( 297023 ) 2025/06/06 07:14:50 0 00 政府が配布した通称「アベノマスク」
2020年、政府が配布した通称「アベノマスク」について、国が業者と契約締結に至った経緯を開示しないのは不当だとして、大学教授らが不開示決定の取り消しを求めた裁判で、大阪地裁は5日、決定を取り消すよう命じ、教授側が勝訴しました。
国側は情報公開請求があった当初、『文書は存在しない』としていましたが、5日の判決で大阪地裁は、「交渉経緯などは上司への報告や後日説明を求められたときのために、繁忙状況を考慮したとしても作成していたのが自然であり、一切作成していないとは考え難い」と指摘しました。
神戸学院大学の上脇博之教授ら(5日)
政府は2020年、新型コロナウイルス対策として約500億円を投じ、全国に布製マスク(通称“アベノマスク”)を配布しました。
神戸学院大学の上脇博之教授らは国に対し、調達業者との契約に関する文書を情報公開請求したところ、国は見積書や契約書などを開示した一方、契約の過程については「作成したことがなく存在しない」などとして開示しない決定をしたため、教授らは決定の取り消しを求めていました。
2020年に開示された資料
“アベノマスク”をめぐっては、上脇教授らが単価や枚数についても開示を求めて裁判を起こし勝訴していて、マスクの契約単価は1枚当たり62.6円~150円と2倍以上の開きがあったことが分かっていました。
5日の法廷(大阪地裁)
5日の判決で大阪地裁は、「交渉経緯などは上司への報告や後日説明を求められたときのために、繁忙状況を考慮したとしても作成していたのが自然であり、一切作成していないとは考え難い」と述べました。
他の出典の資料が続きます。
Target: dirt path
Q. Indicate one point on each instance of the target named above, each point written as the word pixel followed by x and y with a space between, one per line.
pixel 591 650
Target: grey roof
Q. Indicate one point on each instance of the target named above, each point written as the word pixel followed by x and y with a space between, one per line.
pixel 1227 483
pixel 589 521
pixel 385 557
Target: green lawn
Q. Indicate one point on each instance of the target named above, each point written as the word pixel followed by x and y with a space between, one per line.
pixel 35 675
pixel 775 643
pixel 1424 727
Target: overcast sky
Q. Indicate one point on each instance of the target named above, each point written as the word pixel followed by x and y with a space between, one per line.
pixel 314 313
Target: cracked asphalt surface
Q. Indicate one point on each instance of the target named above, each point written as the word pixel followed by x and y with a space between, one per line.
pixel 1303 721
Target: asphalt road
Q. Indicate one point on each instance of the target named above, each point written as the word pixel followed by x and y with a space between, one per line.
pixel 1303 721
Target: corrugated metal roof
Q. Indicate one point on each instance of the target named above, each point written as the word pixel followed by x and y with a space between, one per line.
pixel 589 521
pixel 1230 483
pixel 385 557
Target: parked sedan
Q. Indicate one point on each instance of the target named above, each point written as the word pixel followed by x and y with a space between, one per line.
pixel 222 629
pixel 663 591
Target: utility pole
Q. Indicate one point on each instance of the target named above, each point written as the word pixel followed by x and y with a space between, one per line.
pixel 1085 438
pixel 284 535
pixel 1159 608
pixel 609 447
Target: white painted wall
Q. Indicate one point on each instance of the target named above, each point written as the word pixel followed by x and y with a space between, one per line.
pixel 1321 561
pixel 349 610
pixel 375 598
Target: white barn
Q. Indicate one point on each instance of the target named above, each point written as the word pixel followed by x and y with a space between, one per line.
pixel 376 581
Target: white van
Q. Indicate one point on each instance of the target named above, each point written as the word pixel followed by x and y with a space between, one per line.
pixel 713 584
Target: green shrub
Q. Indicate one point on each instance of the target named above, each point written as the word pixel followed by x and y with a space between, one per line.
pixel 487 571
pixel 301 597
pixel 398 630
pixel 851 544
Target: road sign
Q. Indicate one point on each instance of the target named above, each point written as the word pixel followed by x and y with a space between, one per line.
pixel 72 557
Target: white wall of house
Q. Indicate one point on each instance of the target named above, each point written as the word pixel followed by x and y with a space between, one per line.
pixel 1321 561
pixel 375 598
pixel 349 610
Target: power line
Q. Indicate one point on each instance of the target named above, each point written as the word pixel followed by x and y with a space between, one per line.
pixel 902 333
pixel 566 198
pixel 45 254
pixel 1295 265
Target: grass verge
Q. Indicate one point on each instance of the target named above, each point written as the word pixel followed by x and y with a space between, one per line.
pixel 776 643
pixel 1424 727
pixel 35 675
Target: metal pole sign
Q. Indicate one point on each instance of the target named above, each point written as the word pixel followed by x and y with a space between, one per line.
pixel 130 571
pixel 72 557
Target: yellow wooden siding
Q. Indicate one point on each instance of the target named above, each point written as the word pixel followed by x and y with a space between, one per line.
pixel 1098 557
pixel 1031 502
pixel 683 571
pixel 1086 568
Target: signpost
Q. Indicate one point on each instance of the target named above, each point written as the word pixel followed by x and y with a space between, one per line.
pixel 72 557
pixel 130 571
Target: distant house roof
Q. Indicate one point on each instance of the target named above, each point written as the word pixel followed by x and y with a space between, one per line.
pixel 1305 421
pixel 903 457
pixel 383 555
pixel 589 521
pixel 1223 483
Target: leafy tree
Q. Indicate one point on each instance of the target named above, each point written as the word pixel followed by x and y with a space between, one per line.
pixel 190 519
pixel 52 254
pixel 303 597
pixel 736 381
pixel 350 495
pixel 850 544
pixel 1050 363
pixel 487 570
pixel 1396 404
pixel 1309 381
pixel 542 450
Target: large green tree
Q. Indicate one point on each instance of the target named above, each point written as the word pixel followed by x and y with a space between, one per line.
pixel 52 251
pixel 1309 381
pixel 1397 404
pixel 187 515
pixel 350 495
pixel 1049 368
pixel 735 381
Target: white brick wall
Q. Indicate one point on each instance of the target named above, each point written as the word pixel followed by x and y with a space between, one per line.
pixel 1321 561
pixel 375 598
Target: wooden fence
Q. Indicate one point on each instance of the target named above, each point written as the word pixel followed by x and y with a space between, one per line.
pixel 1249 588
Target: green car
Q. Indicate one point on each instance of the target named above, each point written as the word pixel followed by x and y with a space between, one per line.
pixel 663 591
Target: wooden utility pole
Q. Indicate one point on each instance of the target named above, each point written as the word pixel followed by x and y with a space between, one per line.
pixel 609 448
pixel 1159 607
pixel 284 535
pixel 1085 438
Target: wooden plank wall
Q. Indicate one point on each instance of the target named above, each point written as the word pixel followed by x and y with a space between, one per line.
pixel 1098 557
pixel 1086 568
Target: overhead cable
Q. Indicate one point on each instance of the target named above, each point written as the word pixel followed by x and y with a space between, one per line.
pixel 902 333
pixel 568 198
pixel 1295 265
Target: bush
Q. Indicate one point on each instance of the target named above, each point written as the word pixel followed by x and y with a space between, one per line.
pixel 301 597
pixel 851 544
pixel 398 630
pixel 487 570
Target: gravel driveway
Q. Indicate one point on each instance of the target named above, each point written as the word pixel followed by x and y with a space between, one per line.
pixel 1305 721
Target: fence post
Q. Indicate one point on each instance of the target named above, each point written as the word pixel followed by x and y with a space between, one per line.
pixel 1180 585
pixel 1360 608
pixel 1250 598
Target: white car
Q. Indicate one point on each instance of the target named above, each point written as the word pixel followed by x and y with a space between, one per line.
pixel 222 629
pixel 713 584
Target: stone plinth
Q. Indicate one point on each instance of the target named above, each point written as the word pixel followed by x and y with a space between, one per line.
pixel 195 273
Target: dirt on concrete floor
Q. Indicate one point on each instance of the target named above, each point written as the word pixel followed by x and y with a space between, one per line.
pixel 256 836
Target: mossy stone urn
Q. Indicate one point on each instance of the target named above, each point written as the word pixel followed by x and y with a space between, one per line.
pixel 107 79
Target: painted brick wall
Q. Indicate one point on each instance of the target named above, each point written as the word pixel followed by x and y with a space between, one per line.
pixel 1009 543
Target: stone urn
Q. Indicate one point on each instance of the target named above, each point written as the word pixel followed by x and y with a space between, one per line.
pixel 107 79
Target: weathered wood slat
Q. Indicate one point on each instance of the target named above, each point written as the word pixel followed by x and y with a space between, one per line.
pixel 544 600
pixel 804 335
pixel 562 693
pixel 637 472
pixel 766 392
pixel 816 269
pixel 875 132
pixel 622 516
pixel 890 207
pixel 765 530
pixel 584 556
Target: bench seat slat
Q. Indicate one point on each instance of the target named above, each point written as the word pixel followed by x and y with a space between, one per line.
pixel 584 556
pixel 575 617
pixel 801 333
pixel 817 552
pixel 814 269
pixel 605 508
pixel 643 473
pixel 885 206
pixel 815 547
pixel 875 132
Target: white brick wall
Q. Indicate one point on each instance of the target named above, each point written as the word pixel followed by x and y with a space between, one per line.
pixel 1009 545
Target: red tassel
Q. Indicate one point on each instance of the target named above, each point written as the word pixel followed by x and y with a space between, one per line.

その上で、不開示決定は「電子メールや簡易な文書は存在していたと認められ、情報公開請求の際に文書の存否(存在するか否か)の確認もなく一律に不存在としたもの。やり取りの記録文書を作成した事実があるのに、不開示決定の理由に『作成した事実がない』と記載したことは国家賠償法上違法だ」と指摘し、国に対し決定の取り消しを命じるとともに、11万円の賠償の支払いを命じました。
判決後に会見する上脇博之教授(5日)
判決後、上脇教授は大阪市内で会見を行い、「本来は対象の情報を探索しないといけないし、積極的に開示応じるべきなのに、それをしなかったのは、政権の隠ぺい体質の表れだと思う。そこを断罪し、厳しく批判した画期的な判決だと思う」と話した上で、「アベノマスクの政策は、当時も現実的な政策かどうか疑問の声があった。だからこそ、限りなくウソにウソを重ねるようなことになったのだと思うし、そこを裁判所は見抜いたと思う」と述べました。
一方、国側(厚労省・文科省)は判決を受けて「判決内容を十分に検討し、関係省庁と協議したうえで適切に対応したい」とコメントしています。